I eventually connected with an excellent life and career coach using a suite of tools that would prompt me to go back to school to re-learn management science from an applied neurological perspective. The thing that stood out most for me was how very wrong we got leadership development and people management in the 20th Century. Simply put, much of traditional management theory and practice is counter-productive to how the brain works.

Compound this with the assumption that when it comes to decision-making we use logical thinking first (we do not); and that someone who is technically proficient, will naturally be able to guide others on how to be just as good (not necessarily so); and we begin to see why some people fail when put in a leadership role.

In re-examining past difficult conversations and conflicts from the perspective of how the brain works, I gained new insights as to how and why traditional approaches triggered people’s threat response and “flight or fright” mode.

What we hold up as best practices for high performance often succeeds not because employees feel genuinely inspired or motivated to deliver, but because they have come to believe that failure to deliver will lead to loss of earning, opportunities, and ultimately their job.

With the rise of wireless connections, cellphones, and expanded use of digital networks we began overtaxing the brain by asking it to “multi-task” when it is designed to work on one thing at a time.

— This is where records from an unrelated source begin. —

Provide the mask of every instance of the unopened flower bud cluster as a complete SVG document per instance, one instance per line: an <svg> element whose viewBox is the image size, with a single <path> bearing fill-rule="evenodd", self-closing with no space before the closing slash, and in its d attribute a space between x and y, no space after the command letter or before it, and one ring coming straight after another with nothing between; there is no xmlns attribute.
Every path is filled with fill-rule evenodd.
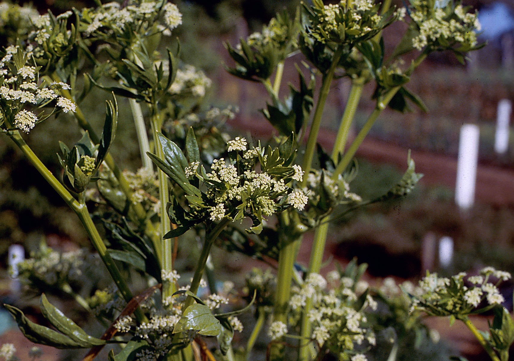
<svg viewBox="0 0 514 361"><path fill-rule="evenodd" d="M351 42L376 30L382 20L372 0L355 0L350 7L343 1L322 8L315 6L312 11L308 33L321 43ZM344 37L340 35L341 28L345 29Z"/></svg>
<svg viewBox="0 0 514 361"><path fill-rule="evenodd" d="M80 280L90 260L84 249L61 253L46 246L30 255L17 264L17 274L24 282L36 288L43 285L58 288L63 283Z"/></svg>
<svg viewBox="0 0 514 361"><path fill-rule="evenodd" d="M511 278L510 273L488 267L479 275L466 279L467 275L461 272L449 278L439 277L436 273L428 274L419 282L423 293L414 298L413 309L435 315L465 315L484 300L491 305L505 301L497 285L490 280L506 280Z"/></svg>

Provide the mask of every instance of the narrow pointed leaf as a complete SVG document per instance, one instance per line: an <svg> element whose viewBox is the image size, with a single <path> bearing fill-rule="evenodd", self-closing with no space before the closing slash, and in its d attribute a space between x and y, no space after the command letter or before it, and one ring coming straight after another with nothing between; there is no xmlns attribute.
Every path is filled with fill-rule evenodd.
<svg viewBox="0 0 514 361"><path fill-rule="evenodd" d="M41 313L56 329L84 348L104 345L105 340L89 336L71 319L48 302L44 293L40 300Z"/></svg>
<svg viewBox="0 0 514 361"><path fill-rule="evenodd" d="M32 322L16 307L10 305L4 305L4 307L14 317L20 330L29 341L58 349L83 348L79 343L66 335Z"/></svg>

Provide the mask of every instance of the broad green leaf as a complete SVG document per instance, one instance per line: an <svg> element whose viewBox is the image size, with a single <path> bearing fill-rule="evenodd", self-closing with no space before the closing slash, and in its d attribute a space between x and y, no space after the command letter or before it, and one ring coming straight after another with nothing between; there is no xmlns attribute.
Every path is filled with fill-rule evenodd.
<svg viewBox="0 0 514 361"><path fill-rule="evenodd" d="M89 336L71 319L48 302L44 293L40 300L41 313L56 329L80 344L82 347L105 345L105 340Z"/></svg>
<svg viewBox="0 0 514 361"><path fill-rule="evenodd" d="M188 330L197 331L205 336L217 336L222 331L222 326L209 307L194 304L184 311L173 329L173 333Z"/></svg>
<svg viewBox="0 0 514 361"><path fill-rule="evenodd" d="M34 323L19 309L10 305L4 305L16 320L20 330L29 341L58 349L79 349L84 347L68 336L48 327Z"/></svg>
<svg viewBox="0 0 514 361"><path fill-rule="evenodd" d="M180 165L182 171L183 172L189 164L180 148L161 133L157 134L157 137L159 138L159 142L160 143L161 148L162 149L166 161L170 165Z"/></svg>
<svg viewBox="0 0 514 361"><path fill-rule="evenodd" d="M99 179L97 182L98 191L115 209L122 214L126 214L130 207L130 202L121 190L112 186L108 180Z"/></svg>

Worse are the increasing incursions into off-hours. We have come to expect employees to work long hours and remain “always-on’—often without expectation of extra pay.

These late 20th-century management practices, which are still in play today, put the entire workforce, managers and employees alike, into a constant state of distraction, exhaustion, and exasperation.

Neuroscience has proven that the brain, when tired, unable to focus, or experiencing extremes of emotions, makes errors in judgement.

Thus, the hurriedly dashed off bit of text or the clarifying question morphs into “the harsh email” or “disrespectful attitude” that creates offense.

Cumulatively, individual acts of misunderstanding and mishandling breed toxicity.

Poor people management is at the root of disengaged staff, high accident rates, underperforming teams, poor customer service, loss of reputation and business, rising costs, declining sales, and ultimately firing or quitting, whichever comes first.

Small wonder then, that once forced to unplug during the COVID lock-downs, many employees remain unwilling to return to the workplace, even as managers trying to restore their own sense of control and feeling the pressure to restore profits, insist that they do so under terms that are no longer seen as desirable.

In the US, this conflict has given rise to the Great Resignation.

But in crisis there is opportunity, and here I think we have a chance for the Great Reset.

While organisations have long accepted that leadership development is important, and despite the mushrooming of training in the field and billions spent, SHRM’s study turns the spotlight on the secret worry of many HR Managers, organisations are getting worse, not better at managing people.

In describing the process of developing and testing the new people management content and software, SHRM’s Nick Schacht noted that they started first by asking what people disliked most about e-learning.

Then they tried different content and methods until they hit upon the combination that created a positive experience.

It’s an approach we should all be taking when we consider how to better select and support our people managers.